(1ª Parte)
O país, sob qualquer ângulo que o considerarmos, é contaminado por uma espantosa falta de ética. O bem é só bom quando é um bem para mim e para os outros; não é um valor buscado e vivido por si mesmo; mas o que predomina é a esperteza, o dar-se bem, o ser espertinho, o jeitinho e a lei de Gerson.
Os vários escândalos que se deram a conhecer, revelam um falta de consciência ética alarmante. Diria, sem exagero, que o corpo social brasileiro está de tal maneira putrefato que onde quer que aconteça algum pequeno arranhão já mostra sua purulência.
A falta de ética se revela nas mínimas coisas, desde as mentirinhas ditas em casa aos pais, a cola na escola ou nos concursos, o subordo de agentes da polícia rodoviária quando alguém é surpreendido numa infração de trânsito, desviar dinheiros públicos, beneficiar-se de cargos, enganar nos preços, em jogar lixo na calçada e até em fazer pipi na rua.
Essa falta generalizada de ética deita raízes em nossa pré-história.É uma consequência perversa do que foi a colonização. Ela impôs ao colonizado a submissão, a total dependência à vontade do outro e a renúncia a ter a sua própria vida. Estava entregue ao arbítrio do invasor. Para escapar da punição, se obrigava a mentir, a esconder intenções e a fingir. Isso levava a uma corrupção da mente. A ética da submissão e do medo leva fatalmente a uma ruptura com a ética (cf. J. Le Goff, O medo no Ocidente), quer dizer, começa a faltar com a verdade, a nunca poder ser transparente e, quando pode, prejudica seu opressor. O colonizado se obrigou, como forma de sobrevivência, a mentir e a encontrar um “jeitinho” de burlar a vontade do senhor. A Casa Grande e a Senzala são um nicho, produtor de falta de ética: pela relação desigual de senhor e de escravo.

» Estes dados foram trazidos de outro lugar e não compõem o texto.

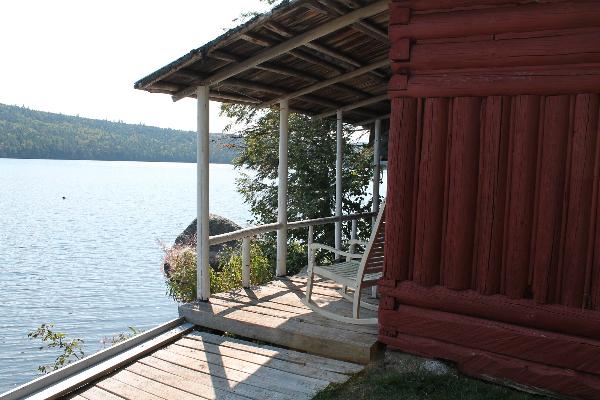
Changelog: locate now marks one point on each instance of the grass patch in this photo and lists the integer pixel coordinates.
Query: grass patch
(385, 384)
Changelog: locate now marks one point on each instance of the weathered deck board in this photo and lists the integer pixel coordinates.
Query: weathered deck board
(275, 313)
(202, 365)
(195, 364)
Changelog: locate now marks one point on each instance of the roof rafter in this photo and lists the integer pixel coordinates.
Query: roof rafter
(290, 44)
(366, 27)
(328, 82)
(353, 106)
(281, 30)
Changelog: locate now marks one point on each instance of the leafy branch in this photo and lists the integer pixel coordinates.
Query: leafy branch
(71, 349)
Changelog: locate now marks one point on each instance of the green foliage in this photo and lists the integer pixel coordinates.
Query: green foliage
(181, 275)
(375, 384)
(311, 160)
(70, 349)
(27, 133)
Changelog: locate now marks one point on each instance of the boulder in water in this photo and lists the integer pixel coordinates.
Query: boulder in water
(217, 225)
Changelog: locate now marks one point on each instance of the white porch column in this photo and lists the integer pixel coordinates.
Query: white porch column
(202, 248)
(377, 166)
(376, 172)
(339, 156)
(284, 113)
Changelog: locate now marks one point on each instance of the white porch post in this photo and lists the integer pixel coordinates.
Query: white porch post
(202, 248)
(376, 172)
(338, 179)
(377, 166)
(284, 113)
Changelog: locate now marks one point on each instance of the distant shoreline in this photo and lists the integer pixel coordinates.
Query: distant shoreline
(31, 134)
(90, 159)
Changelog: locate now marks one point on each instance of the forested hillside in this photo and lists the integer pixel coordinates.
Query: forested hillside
(27, 133)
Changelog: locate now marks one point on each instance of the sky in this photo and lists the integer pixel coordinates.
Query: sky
(82, 57)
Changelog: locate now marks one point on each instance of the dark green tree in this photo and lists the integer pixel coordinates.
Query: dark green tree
(311, 164)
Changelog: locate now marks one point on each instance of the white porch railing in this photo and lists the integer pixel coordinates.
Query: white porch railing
(247, 234)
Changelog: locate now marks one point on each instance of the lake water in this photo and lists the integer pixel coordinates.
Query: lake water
(90, 263)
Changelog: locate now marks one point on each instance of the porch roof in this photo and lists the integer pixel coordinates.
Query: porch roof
(321, 55)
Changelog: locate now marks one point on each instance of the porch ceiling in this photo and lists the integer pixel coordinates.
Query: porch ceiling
(321, 55)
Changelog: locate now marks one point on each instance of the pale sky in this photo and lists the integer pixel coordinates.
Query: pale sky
(82, 57)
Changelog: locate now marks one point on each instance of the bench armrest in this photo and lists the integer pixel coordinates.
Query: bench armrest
(317, 246)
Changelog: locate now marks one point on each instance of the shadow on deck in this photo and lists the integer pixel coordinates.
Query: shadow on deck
(274, 313)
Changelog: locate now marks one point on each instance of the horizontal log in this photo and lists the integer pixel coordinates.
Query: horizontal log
(534, 345)
(523, 312)
(527, 17)
(485, 365)
(550, 50)
(496, 82)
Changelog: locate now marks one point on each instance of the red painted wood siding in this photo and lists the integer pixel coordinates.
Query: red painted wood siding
(492, 254)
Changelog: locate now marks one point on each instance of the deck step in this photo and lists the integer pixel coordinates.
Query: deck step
(274, 313)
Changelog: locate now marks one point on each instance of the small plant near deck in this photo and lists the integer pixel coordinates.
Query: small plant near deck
(180, 276)
(70, 349)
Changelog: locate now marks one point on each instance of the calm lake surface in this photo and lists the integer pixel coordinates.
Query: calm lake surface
(90, 264)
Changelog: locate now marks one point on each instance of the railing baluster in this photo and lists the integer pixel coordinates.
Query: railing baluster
(246, 262)
(353, 235)
(311, 232)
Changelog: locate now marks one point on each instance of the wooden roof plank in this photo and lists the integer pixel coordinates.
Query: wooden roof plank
(297, 41)
(328, 82)
(349, 107)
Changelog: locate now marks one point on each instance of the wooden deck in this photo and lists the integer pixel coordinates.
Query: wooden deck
(201, 365)
(274, 313)
(182, 360)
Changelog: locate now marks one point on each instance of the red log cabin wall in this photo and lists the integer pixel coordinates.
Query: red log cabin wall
(493, 233)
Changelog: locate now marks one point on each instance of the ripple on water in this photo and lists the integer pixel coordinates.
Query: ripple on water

O ethos do senhor é profundamente anti-ético: ele pode dispor do outro como quiser pois é apenas uma “peça” como se dizia, a todo momento estava pronto a abusar sexualmente das escravas e a vender seus filhos pequenos para que não tivessem apego a eles. Nada de mais cruel, anti-ético e perverso do que a destruição dos laços de mãe e filhos.
Esse tipo de ética desumana criou hábitos e práticas que, de uma forma ou de outra, continuam,no inconsciente coletivo de nossa sociedade.
A abolição da escravatura ocasionou uma maldade ética imperdoável: alforiaram-se os escravos, mas sem fornecer-lhes um pedacinho de terra, uma casinha e um instrumento de trabalho. Foram lançados diretamente na favela. E hoje por causa de sua cor e pobreza são discriminados, humilhados e as primeiras vítimas da violência policial e social.
A situação, em sua estrutura, não mudou com a República. Os antigos senhores coloniais foram substituídos pelos coronéis e senhores de grandes fazendas e capitães da indústria. Aí as pessoas eram ultra-exploradas e feitas totalmente dependentes. Os comportamentos não eram éticos no sentido do respeito mínimo às pessoas e à garantia de seus direitos básicos. A relação era de medo e de uso de violência ou repressão. Foram feitos carvão para a produção como costumava dizer Darcy Ribeiro.